市建築基準条例一部改正 個室型店舗の避難路 強化 カラオケボックス等対象
横浜市は「市建築基準条例」の一部を改正し、新築のカラオケボックスなどを対象に、火災時などに利用者の避難経路を確保するため、建築基準を強化した。2つ以上の地上へ通じる直通階段の設置などを求めており、違反者には罰金が科せられる。改正条例は12月1日、施行される。
条例改正のきっかけとなったのは2008年、大阪市の個室ビデオ店で火災により、26人の死傷者を出した事件。

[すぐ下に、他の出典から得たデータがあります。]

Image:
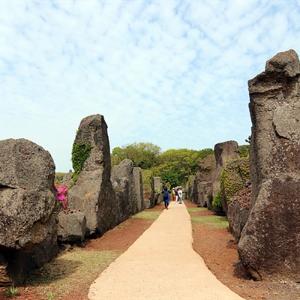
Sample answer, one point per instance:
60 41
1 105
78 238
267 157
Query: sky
170 72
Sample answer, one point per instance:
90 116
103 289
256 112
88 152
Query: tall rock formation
93 193
28 230
270 240
156 187
127 184
203 186
224 153
138 188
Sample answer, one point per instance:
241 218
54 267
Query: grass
212 221
196 209
59 277
147 215
12 292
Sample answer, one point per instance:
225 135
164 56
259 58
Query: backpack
166 194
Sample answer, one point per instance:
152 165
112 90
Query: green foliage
143 155
211 221
50 296
12 292
176 165
244 150
234 177
80 153
217 204
173 166
59 177
147 176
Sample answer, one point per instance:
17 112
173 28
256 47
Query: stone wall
92 193
270 240
28 210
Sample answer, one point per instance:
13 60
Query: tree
176 165
143 155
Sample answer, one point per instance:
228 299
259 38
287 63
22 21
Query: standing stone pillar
270 240
28 209
92 193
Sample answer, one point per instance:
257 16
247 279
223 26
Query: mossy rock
234 178
80 153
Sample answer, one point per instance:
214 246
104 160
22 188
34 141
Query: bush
80 153
244 150
217 202
12 292
234 178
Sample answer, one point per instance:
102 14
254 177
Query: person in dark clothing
166 197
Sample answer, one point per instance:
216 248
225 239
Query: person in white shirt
180 195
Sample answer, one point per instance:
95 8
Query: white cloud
170 72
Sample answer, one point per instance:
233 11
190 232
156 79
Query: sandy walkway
161 264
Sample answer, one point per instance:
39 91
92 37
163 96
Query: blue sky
169 72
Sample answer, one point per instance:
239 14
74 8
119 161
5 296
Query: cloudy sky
169 72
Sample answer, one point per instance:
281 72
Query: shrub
12 292
80 153
217 204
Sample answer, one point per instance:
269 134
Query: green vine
80 153
217 204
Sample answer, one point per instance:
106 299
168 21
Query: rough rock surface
28 210
156 194
204 181
270 240
5 280
128 186
138 187
190 188
234 177
224 153
93 193
238 211
123 184
71 226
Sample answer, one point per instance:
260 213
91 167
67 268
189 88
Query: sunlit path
161 264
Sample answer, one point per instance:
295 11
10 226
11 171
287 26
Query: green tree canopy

横浜市ではこの事態を受け、「個室ビデオ店等」を建築基準法における「遊技場」と位置づけ、建築基準を強化した改正条例を今年6月に公布していた。
対象建築物は、新築・増築・用途変更を行う、個室ビデオ店、カラオケボックス、インターネットカフェ・漫画喫茶などだ。
条例改正により【1】両側に個室がある廊下の幅を1・2m以上にする【2】避難時に1つの経路が遮断された場合でも異なる経路で避難できるよう、個室がある階から地上に通じる2つ以上の直通階段の設置【3】1カ所の出口に客が集中することによる混乱防止や2方向の避難を確保するため、店舗の出口を廊下または屋外などに面して2カ所以上設置するなどとなっている。条例に違反した場合は50万円以下の罰金が科せられる。
市は改正条例案への意見を、対象となる211施設に事前に聞いており、「2カ所の出口設置は、店の警備上から厳しい」などの声があがったという。また、市内でカラオケボックスを経営する男性は本紙の取材に「条例の重要性は理解するが、設備投資に資金がかかり、反対」と話す。一方、市は「火災予防の観点から全体としては理解してもらった」との見解だ。
既存施設は「定期報告」
既存施設は条例の対象外だが、市では、建築物を適切に維持管理するための「定期報告」の義務化をする方針だ。これまでは映画館や病院などが義務化されていたが、カラオケボックスなども年1回市に対し、施設の非常用照明などが適切に機能しているか報告する。こちらは来年4月から義務化する予定という。
市は「県内自治体でこの案件での条例改正は初めて。市民の命を守るためと理解してほしい」と話している。